Publié le 30/11/2017

Suite à l'incendie qui a sinistré le CHU, une réorganisation des urgences est mise en place. Le détail des consignes à suivre selon les différents cas de figures.

Une organisation provisoire des urgences qui relevaient du Centre hospitalier universitaire de Pointe-à-Pitre/Abymes, est mise en place dans l'attente d'une nouvelle structure opérationnelle.

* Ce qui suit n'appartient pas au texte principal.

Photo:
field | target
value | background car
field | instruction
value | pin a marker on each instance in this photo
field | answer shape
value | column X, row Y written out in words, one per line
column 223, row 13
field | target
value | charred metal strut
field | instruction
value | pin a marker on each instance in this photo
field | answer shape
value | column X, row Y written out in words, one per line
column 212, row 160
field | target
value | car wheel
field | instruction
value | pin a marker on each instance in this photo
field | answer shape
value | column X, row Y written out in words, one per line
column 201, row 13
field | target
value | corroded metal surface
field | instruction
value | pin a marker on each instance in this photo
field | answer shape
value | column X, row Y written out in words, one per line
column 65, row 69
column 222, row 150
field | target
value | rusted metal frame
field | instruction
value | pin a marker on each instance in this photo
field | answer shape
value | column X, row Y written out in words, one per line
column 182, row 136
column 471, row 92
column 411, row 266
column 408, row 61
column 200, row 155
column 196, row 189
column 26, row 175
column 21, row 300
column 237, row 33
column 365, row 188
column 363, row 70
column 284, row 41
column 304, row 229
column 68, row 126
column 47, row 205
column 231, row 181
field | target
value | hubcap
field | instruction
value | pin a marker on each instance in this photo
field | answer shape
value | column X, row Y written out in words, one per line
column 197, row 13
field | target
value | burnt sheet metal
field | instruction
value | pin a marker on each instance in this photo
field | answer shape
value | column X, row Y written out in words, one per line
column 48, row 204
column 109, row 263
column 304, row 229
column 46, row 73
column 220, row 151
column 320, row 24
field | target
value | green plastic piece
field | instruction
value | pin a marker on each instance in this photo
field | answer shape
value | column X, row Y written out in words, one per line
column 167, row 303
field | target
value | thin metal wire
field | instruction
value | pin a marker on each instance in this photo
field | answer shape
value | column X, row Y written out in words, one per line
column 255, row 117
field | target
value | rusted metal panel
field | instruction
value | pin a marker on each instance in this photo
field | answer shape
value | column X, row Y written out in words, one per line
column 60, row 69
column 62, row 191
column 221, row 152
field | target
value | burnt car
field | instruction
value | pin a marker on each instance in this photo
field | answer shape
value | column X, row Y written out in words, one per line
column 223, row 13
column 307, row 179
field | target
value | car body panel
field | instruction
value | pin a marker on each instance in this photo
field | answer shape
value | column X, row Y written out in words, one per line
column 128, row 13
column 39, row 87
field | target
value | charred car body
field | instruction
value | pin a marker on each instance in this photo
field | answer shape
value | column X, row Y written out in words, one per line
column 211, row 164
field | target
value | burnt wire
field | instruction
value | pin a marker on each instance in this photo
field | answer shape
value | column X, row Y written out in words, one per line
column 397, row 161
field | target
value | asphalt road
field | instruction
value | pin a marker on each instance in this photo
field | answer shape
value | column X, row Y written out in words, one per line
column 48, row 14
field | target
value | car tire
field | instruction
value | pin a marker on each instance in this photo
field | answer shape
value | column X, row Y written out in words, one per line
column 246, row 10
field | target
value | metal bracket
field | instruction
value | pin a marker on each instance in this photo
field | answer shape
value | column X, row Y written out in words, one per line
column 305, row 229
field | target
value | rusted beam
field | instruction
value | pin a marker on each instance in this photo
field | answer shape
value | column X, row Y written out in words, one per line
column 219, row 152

Deux pôles d'urgences générales

Désormais, de manière générale, c’est la Clinique des Eaux claires et le Centre Hospitalier de Basse-Terre (CHBT) qui prennent le relais, avec des délais d’attentes rallongées.

Le 15 ou le 18 pour les urgences vitales

Les règles de prise en charge des urgences vitales restent les mêmes : c’est le SAMU qui régule et qui priorise. Le public est donc invité à composer le 15 ou le 18 en cas d’urgence vitale.

Au Palais des sports du Gosier sur régulation

Le point d’urgence installé au Palais des sports du Gosier accueille des urgences adultes et pédiatriques, sans nécessité d’actes de biologie ou de radiologie, mais qui dépendent de la régulation du SAMU et des médecins libéraux.

Gynécologie et obstétrique

Les urgences gynécologiques et obstétriques sont accueillies à la polyclinique et à la Clinique des Eaux claires. Les médecins pour les cas non urgents Il est important que le public n’engorge pas les urgences dès lors que la prise en charge ne relève pas d’un cas d’urgence. La médecine de ville et les maisons médicales de garde restent à disposition pour les situations non urgentes.